In my daily life, I see an increasing number of teachers who are concerned about how to improve their teaching abilities, how to define what teaching encompasses, how to understand the students they are teaching and help them grow into productive citizens and workers. More specifically, I hope that the research and the reflections I intend to promote with my colleagues and my students around education within the broad area of Social Sciences can eventually lead to a better understanding of how to use technology for learning and teaching activities, directly focused on digital natives.

In your opinion, what are some of the benefits of your research to its community of users?
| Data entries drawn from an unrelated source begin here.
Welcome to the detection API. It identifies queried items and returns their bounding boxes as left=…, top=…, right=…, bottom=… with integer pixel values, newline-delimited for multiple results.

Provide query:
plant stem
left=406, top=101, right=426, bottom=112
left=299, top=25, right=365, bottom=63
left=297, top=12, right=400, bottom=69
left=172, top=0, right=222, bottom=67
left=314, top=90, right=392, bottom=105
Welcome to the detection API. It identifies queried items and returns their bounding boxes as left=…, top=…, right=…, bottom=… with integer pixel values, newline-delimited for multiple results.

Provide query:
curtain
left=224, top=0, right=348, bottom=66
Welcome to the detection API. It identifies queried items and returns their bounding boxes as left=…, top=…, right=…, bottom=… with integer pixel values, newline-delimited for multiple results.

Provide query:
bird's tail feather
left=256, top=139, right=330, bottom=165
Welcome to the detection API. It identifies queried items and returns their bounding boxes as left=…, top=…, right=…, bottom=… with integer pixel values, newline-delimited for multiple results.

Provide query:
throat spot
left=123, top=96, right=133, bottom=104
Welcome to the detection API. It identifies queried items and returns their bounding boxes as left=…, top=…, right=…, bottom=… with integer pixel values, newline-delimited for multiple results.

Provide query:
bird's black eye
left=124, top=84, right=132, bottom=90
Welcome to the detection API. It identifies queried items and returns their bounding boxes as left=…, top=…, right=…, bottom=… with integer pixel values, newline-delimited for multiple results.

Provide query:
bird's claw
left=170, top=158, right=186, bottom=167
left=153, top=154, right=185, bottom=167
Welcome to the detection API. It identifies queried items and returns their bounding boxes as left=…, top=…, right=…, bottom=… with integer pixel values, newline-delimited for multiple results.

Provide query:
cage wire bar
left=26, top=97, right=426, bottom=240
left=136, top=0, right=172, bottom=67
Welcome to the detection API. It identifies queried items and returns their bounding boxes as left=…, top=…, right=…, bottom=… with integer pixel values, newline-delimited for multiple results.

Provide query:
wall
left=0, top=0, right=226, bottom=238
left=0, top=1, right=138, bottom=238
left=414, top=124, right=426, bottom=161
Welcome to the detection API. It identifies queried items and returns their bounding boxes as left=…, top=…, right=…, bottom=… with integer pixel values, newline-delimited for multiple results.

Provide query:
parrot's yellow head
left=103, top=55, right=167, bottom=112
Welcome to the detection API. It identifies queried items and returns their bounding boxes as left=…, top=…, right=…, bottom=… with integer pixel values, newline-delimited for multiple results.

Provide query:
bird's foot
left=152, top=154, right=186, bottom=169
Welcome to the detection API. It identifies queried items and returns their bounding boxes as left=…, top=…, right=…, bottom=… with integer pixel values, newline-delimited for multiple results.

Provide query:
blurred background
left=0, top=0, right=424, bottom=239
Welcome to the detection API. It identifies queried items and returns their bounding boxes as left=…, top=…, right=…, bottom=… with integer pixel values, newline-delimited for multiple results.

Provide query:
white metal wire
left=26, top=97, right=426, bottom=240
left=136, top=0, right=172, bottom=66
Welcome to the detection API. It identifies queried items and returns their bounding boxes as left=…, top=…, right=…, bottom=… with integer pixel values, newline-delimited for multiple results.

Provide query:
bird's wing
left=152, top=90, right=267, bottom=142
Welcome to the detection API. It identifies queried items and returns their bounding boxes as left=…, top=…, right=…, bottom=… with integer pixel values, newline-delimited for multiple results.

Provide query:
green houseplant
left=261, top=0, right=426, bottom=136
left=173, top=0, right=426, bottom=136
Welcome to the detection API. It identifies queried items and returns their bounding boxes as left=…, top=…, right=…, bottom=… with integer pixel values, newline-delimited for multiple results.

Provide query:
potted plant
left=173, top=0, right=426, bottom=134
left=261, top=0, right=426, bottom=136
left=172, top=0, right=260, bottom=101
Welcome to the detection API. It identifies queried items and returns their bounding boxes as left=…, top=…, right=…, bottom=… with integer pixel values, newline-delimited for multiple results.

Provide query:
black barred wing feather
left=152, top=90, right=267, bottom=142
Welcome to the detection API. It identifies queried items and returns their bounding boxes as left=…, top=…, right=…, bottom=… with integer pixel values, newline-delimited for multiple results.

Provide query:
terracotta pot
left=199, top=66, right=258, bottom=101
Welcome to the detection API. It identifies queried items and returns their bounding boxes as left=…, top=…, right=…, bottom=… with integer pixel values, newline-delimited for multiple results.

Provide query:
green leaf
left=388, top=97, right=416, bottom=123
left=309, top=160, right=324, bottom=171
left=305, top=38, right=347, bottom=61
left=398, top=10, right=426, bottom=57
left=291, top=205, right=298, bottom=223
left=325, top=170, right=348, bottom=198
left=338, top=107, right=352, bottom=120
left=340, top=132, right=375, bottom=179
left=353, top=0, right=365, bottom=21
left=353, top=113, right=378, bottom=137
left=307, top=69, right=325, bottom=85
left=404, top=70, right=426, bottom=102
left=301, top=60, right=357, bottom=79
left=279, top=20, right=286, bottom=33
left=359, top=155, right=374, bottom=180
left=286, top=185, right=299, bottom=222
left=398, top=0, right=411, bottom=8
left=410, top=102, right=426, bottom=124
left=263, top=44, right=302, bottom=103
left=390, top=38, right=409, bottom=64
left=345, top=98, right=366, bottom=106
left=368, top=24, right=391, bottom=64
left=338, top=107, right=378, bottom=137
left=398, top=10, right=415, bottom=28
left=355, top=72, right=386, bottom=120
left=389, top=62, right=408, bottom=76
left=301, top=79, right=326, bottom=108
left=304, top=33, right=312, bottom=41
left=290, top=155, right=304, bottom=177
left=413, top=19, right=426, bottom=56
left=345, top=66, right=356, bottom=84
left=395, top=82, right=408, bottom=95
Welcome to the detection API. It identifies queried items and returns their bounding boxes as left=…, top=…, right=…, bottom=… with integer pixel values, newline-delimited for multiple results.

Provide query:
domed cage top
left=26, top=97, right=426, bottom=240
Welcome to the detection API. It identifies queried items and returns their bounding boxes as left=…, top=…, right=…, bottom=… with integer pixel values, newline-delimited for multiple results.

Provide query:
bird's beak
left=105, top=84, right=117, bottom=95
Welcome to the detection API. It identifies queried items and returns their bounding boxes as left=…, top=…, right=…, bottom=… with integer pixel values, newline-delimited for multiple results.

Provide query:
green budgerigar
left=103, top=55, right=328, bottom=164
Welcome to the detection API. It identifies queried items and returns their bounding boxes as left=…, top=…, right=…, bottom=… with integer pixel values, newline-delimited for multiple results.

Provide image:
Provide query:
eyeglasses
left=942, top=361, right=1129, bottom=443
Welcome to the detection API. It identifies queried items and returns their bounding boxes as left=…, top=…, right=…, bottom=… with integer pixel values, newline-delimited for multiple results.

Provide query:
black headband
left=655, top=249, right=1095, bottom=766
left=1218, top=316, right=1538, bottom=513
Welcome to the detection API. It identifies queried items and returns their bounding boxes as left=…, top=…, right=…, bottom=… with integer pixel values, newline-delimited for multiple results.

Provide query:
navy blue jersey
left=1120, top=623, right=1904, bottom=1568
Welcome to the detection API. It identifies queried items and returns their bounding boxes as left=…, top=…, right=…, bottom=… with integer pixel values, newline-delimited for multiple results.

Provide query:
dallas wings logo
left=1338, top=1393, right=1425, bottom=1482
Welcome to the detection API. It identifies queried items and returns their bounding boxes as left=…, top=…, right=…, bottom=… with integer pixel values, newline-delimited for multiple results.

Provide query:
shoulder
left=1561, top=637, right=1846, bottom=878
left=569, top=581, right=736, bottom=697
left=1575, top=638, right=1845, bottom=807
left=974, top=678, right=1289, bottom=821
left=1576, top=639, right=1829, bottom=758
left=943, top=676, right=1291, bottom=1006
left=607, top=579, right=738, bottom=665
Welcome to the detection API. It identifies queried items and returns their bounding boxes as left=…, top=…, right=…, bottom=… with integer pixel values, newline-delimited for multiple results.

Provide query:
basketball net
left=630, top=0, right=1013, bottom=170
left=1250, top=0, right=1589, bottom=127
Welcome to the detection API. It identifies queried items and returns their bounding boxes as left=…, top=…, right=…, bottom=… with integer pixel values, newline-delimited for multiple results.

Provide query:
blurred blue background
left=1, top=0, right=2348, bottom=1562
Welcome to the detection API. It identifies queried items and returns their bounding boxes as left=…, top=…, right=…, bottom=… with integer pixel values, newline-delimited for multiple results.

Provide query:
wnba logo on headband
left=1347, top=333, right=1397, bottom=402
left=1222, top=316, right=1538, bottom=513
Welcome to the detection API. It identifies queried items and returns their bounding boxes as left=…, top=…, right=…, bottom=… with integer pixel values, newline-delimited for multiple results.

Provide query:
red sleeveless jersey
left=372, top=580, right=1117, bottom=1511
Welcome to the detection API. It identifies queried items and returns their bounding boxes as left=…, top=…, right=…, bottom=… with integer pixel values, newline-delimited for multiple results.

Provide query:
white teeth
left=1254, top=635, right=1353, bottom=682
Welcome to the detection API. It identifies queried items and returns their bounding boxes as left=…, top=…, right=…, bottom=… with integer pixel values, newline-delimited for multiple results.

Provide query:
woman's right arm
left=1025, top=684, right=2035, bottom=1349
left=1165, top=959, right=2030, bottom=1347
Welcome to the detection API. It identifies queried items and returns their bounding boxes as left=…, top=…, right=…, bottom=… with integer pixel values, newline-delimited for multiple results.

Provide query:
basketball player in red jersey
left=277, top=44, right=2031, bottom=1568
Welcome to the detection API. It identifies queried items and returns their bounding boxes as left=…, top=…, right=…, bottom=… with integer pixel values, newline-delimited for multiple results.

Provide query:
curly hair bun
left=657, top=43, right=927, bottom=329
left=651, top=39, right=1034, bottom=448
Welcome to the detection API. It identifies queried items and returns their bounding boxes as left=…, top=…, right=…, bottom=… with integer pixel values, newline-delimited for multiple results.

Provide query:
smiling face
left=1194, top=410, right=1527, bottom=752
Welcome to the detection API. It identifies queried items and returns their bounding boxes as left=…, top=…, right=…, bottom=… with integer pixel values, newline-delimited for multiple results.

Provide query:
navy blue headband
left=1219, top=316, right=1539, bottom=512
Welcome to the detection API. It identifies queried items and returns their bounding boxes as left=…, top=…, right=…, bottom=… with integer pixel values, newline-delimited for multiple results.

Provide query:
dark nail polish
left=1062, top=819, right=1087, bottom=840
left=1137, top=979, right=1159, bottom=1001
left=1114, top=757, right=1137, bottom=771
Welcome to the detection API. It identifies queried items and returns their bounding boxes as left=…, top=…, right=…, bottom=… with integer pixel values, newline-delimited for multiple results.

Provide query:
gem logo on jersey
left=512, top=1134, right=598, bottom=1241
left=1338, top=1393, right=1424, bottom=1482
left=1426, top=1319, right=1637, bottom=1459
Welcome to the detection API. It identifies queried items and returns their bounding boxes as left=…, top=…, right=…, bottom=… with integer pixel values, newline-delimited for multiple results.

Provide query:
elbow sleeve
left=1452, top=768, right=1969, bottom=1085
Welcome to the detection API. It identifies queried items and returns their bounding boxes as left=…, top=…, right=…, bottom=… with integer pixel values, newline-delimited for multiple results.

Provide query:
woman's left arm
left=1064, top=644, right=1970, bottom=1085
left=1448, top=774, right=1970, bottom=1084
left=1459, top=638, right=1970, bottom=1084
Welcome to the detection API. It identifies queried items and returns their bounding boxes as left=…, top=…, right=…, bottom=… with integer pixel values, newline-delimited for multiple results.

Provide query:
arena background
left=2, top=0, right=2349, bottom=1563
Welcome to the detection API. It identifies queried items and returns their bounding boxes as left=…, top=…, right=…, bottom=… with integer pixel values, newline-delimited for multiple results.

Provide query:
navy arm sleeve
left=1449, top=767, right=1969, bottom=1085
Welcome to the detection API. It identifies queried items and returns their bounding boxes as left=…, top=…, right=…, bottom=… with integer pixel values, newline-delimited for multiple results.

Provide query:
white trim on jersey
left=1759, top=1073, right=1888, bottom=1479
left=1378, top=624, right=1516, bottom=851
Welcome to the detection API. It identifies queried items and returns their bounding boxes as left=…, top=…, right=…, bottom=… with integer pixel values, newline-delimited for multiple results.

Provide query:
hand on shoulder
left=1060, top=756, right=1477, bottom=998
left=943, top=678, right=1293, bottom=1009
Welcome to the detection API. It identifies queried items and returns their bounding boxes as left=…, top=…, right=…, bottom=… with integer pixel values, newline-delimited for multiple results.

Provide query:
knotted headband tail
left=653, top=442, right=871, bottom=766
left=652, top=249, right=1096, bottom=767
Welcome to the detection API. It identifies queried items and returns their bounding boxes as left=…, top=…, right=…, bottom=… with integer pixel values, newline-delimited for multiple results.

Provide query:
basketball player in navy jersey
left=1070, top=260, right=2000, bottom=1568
Quoting Nelson Mandela, “education is the most powerful weapon which you can use to change the world.” That means that giving academics the opportunity to think and discuss higher education settings and to value the contributions of their peers can only be a good starting point for learning. In addition, I believe that higher education is service-oriented and that contributions that contextualize and consider the transferability of theories and practices to create knowledge and exchange ideas on the issue can benefit everybody in the education chain.

What are the future directions of your research areas?

My main research interests are learning and teaching methodologies in Higher Education and related areas of human and social behavior. The connection of education and information technologies (mainly at the level of knowledge construction) is equally a strong interest. More recently, I have been doing research on internationalization of universities, namely on teacher mobility, student mobility, and internationalization at home.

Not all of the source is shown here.